Cannabinoid profiles indicate the level of compounds such as tetrahydrocannabinol (THC) and cannabidiol (CBD). Those profiles help to identify the strain of cannabis, which can be an indica, sativa or a hybrid strain.
All these factors combined help determine how much a product will either elevate your mood or send you into couch mode.
From wine to weed
We’re still waiting to see who will take the lead as educators in this new market, but some in the wine industry say they are up to the task.
“We have a lot of experience handling controlled substances and dealing with liquor boards across all 10 provinces,” said Lisa Campbell, cannabis portfolio specialist for Lifford Cannabis Solutions, a subsidiary company of Toronto-based Lifford Wine and Spirits.
All marijuana sold in Manitoba will first go through Manitoba Liquor & Lotteries, but as the number of licensed producers expands and products diversify, Campbell says there will be demand for a cannabis rep service to help link retailers with producers.
“There are so many products that are on the existing grey market which haven’t been approved yet by Health Canada so we’re really hoping that as we move towards product diversity, especially Year 2 of legalization, that all these products will be available — from dried flower and oils currently to in the future hopefully vape pens, as well as edibles and beverages,” said Campbell.
The black market
When it comes to product knowledge, some of the people who know the most are those who have been selling pot for decades in the black market.

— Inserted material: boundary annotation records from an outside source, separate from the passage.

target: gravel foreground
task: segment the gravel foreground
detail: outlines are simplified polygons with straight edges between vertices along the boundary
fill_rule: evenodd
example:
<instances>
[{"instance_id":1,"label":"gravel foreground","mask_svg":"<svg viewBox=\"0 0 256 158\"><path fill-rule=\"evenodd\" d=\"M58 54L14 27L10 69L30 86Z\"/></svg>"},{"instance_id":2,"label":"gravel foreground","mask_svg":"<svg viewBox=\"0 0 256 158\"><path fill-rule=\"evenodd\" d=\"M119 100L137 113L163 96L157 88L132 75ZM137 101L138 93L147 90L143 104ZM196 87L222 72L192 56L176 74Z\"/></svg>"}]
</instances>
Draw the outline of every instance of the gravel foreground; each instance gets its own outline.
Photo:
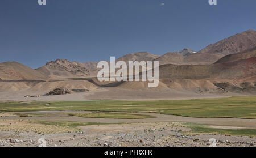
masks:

Over time, black-market products have diversified, and will likely differ from what’s available legally.
“People are much more knowledgeable about what they want and how they want to use it, and they want different ways to consume cannabis,” said a black-market dealer who CBC is calling Jeremy to protect his identity.
“The vapes are very popular and a little more discreet … and a lot of the medical industry is looking for the concentrated oils,” he said.
Jeremy says 80 per cent of his clientele are using cannabis for medical reasons but are obtaining it illegally because they desire a concentrated product with potencies above what is permissible under Health Canada regulations.
Price could also play a role in keeping customers in the black market. The federal government’s proposed price of $10 per gram for marijuana from licensed producers was intended to be competitive with street prices and drive out the black market.
Data collected by Health Canada suggests Canadians currently pay between $5.88 and $7.75 per gram, depending on quality and whether they obtained it through legal or black-market channels. Jeremy says the average street price in Winnipeg is $6 per gram.
“Street value, nobody’s out there to make any corporate money. The market price has been set over how many years … and with the proposal of the licensed producers at $10 per gram with no other cuts or discounts on larger amounts, I find they’re pricing themselves out of the market,” he said.
Jeremy believes the black market will continue to thrive, but it’s the licensed producers and retailers that stand to make the most money. Early estimates have revenues in the recreational marijuana market in the billions, which is good news for those with government retail licences.
“We really don’t anticipate there being slow periods or lulls in any of the stores, province wide,” said Delta 9’s Posner.